I agree with you that $4$ is the limit.
Informally, the definition of $x \to a \implies f(x) \to L$ says that for any distance we pick around $L$, we should be able to find a distance around $a$ such that for all $x$ within that distance around $a$ (i.e., for all $x$ *really close to $a$), we will have all of the $f(x)$ within the first distance of $L$ (i.e., we will have all of the $f(x)$ really close to $L$). In math, this is:
$f(x) \to L$ as $x \to a$ if for every $\epsilon > 0$, $\exists \delta > 0$ such that $|x - a| < \delta$ implies $|f(x) - f(a)|< \epsilon$. Notice that we are saying for every $\epsilon > 0$, so it should be true as $\epsilon$ gets smaller and smaller, that we will always be able to find some distance around $a$ such that all of the elements $x$ within that distance will have $f(x)$ within $\epsilon$ of $L$.

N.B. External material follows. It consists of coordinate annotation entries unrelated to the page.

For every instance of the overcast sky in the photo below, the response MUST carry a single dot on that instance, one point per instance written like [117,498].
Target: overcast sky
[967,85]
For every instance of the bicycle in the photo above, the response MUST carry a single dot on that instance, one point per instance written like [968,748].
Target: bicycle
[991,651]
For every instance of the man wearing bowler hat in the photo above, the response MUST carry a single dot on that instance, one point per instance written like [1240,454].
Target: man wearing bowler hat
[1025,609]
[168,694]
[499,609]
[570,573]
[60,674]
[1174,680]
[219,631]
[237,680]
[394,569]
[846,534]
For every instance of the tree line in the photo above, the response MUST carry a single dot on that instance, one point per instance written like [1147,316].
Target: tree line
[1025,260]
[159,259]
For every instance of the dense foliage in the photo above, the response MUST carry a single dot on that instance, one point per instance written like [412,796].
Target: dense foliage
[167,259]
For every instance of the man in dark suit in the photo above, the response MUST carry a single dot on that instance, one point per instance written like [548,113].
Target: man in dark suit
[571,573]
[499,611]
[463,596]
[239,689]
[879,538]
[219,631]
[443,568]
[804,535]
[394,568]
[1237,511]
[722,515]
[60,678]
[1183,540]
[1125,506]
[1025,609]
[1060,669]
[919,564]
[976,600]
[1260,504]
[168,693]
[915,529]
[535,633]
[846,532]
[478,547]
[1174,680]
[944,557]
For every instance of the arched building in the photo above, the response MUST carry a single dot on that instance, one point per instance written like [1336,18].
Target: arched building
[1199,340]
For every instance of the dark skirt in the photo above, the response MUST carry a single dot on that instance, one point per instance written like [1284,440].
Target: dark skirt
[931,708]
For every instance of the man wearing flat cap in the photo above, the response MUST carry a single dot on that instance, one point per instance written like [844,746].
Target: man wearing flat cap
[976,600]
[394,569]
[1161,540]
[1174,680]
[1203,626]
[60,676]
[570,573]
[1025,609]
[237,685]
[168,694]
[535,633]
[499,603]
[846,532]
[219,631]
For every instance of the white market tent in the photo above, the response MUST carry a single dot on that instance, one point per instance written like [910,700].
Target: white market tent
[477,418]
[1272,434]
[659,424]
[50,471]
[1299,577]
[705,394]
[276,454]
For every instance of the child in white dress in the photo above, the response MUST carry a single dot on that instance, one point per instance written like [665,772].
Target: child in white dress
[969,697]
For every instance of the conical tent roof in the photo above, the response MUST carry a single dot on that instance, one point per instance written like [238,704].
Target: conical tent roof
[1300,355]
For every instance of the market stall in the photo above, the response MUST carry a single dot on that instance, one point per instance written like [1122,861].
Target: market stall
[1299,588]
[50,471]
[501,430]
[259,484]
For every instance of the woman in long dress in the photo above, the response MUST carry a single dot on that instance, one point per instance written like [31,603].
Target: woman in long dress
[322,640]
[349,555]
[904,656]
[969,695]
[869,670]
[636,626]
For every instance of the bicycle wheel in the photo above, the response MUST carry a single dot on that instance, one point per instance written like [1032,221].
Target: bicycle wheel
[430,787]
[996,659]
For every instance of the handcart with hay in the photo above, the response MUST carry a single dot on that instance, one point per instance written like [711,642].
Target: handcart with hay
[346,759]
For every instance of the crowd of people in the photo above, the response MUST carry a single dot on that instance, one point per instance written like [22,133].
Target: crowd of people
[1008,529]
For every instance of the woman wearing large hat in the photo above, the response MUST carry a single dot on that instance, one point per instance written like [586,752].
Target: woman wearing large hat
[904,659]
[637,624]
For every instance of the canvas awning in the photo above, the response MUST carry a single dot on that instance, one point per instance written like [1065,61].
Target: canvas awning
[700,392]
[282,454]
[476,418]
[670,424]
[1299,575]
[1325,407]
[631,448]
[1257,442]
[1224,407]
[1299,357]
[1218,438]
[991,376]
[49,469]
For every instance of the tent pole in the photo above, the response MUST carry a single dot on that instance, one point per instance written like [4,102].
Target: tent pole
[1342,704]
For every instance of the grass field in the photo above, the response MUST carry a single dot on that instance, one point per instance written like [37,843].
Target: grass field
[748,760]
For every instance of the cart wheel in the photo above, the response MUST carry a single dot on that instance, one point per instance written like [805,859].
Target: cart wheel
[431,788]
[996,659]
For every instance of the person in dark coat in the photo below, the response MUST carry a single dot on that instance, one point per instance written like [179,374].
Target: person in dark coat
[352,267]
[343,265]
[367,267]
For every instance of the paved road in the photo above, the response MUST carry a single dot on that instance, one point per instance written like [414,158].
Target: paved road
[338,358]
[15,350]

Now, the work you did was kind of working "backwards" to find the $\delta$, and this is very common in $\epsilon$-$\delta$ proofs. You said: suppose we have that $|\dfrac{x^{2} + 2x - 3}{x - 1} - 4| < \epsilon$, i.e., the distance between $f(x)$ and $4$ is less than $\epsilon$. Well, if that's true, then your next line should be true, and if that is true then the next line after that should be true, etc. You got all the way down to $|x - 1| < \epsilon$. So that means if it is true that $|x - 1|< \epsilon$ (i.e., the distance between $x$ and $1$ is less than $\epsilon$), then it's true that our function is less than $\epsilon$ away from $4$. So in your proof, the $\delta$ you found was actually $\delta = \epsilon$.